Je ne parlerai pas des jardins de Versailles, qui existent encore et qui ont subi peu de modifications. On leur a néanmoins enlevé quelques statues, notamment le beau terme de Jupiter, attribué à Myron, célèbre statuaire grec, et qui fut donné à Louis XIV par la ville de Besançon, après la conquête de la Franche-Comté. On le voyait dans un bosquet, à droite du rocher ; il est maintenant au musée de Paris.

Comme les voitures n’entraient pas dans la cour royale, sauf celles des princes, et que la grande quantité d’équipages aurait fait confusion, les chaises à porteurs étaient fort en usage à Versailles. On en trouvait à louer sur toutes les places publiques, et les grands seigneurs en avaient avec des porteurs à leurs livrées.

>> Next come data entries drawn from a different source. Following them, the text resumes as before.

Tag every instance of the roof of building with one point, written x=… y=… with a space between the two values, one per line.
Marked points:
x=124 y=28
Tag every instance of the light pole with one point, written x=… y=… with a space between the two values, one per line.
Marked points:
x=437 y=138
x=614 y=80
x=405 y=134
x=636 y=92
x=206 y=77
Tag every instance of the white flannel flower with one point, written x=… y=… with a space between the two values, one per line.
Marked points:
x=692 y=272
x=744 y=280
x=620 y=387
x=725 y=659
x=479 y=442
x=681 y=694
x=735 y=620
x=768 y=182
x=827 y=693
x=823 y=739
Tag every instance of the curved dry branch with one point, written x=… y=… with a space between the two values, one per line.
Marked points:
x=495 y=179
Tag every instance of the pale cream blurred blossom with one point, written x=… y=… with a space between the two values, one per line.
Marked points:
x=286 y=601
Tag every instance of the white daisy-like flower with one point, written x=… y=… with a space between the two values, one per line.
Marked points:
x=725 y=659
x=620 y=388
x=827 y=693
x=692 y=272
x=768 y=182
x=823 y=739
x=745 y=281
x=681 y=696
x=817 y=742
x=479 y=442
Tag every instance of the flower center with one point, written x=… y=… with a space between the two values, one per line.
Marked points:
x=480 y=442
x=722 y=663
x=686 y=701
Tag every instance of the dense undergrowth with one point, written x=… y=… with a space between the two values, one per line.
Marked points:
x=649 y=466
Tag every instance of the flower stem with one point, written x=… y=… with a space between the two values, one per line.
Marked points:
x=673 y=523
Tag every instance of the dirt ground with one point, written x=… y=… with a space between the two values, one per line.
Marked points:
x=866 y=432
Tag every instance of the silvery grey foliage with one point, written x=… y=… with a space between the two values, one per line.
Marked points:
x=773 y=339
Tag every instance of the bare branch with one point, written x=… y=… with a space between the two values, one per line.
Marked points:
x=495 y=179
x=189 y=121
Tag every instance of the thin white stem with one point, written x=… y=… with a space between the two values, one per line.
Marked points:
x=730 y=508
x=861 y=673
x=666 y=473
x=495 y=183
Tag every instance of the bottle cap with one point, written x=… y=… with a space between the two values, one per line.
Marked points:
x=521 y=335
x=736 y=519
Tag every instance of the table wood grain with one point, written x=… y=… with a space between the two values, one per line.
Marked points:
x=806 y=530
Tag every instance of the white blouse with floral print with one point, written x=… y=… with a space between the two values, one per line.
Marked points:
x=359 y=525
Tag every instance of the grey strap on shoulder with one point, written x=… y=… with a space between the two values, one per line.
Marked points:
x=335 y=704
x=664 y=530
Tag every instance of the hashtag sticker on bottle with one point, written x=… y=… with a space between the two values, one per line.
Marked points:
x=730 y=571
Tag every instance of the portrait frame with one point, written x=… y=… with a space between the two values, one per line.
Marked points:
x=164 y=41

Les princesses s’en servaient aussi pour aller à la messe et éviter de traverser à pied des galeries froides et humides.

La ville de Versailles s’agrandissait tous les jours. Nouvellement bâtie, elle présentait de fort belles maisons, mais point de commerce. La cour seule et le monde qu’elle y attirait faisaient vivre cette immense population. Et qui croirait que sur aucun point de la France le feu de la Révolution ne se développa avec autant de fureur que parmi ce peuple, qui ne subsistait que des bienfaits de la cour, ou par les places qu’elle y occupait ? L’heure du départ du roi fut celle de la ruine de cette ville ; la misère vint aussitôt y établir son empire. Quel contraste pour celui qui vit autrefois l’éclat et la richesse de cette cité, et qui voit à présent l’herbe croître dans ses rues et dans ses places publiques ! Quelques mendiants, anciens serviteurs ingrats des meilleurs des maîtres, vous entourent, vous persécutent pour vous faire visiter et vous montrer les restes de tant de grandeur, et obtenir de de vous quelque secours dans leur dénûment. Tout s’écroule. Les grilles arrachées rappellent des forfaits ; les restes de magnificence qu’on aperçoit sont un souvenir douloureux de la splendeur de ces lieux. On cherche où sont les maîtres de ces vastes domaines, et l’on frémit en pensant qu’ils ont disparu avec la rapidité de l’éclair, ne laissant après eux qu’un souvenir douloureux et une puissante leçon, et l’on redit alors avec l’auteur des Ruines : « Ici fleurit jadis une ville opulente, ici fut le siége d’un empire respecté ; oui, ces lieux maintenant si déserts, jadis une multitude vivante animait leur enceinte. Une foule active circulait dans ces routes aujourd’hui solitaires ; en ces murs où règne le silence retentissaient sans cesse le bruit des arts et les cris d’allégresse et de fête.

« Ce sont les décrets d’une justice céleste qui s’accomplissent. Un Dieu mystérieux exerce ses jugements incompréhensibles ! Sans doute il a porté contre cette terre un anathème secret ; en vengeance des races passées, il a frappé les races présentes… Oh ! qui osera sonder les profondeurs de la Divinité ? » ( Volney, Les Ruines.)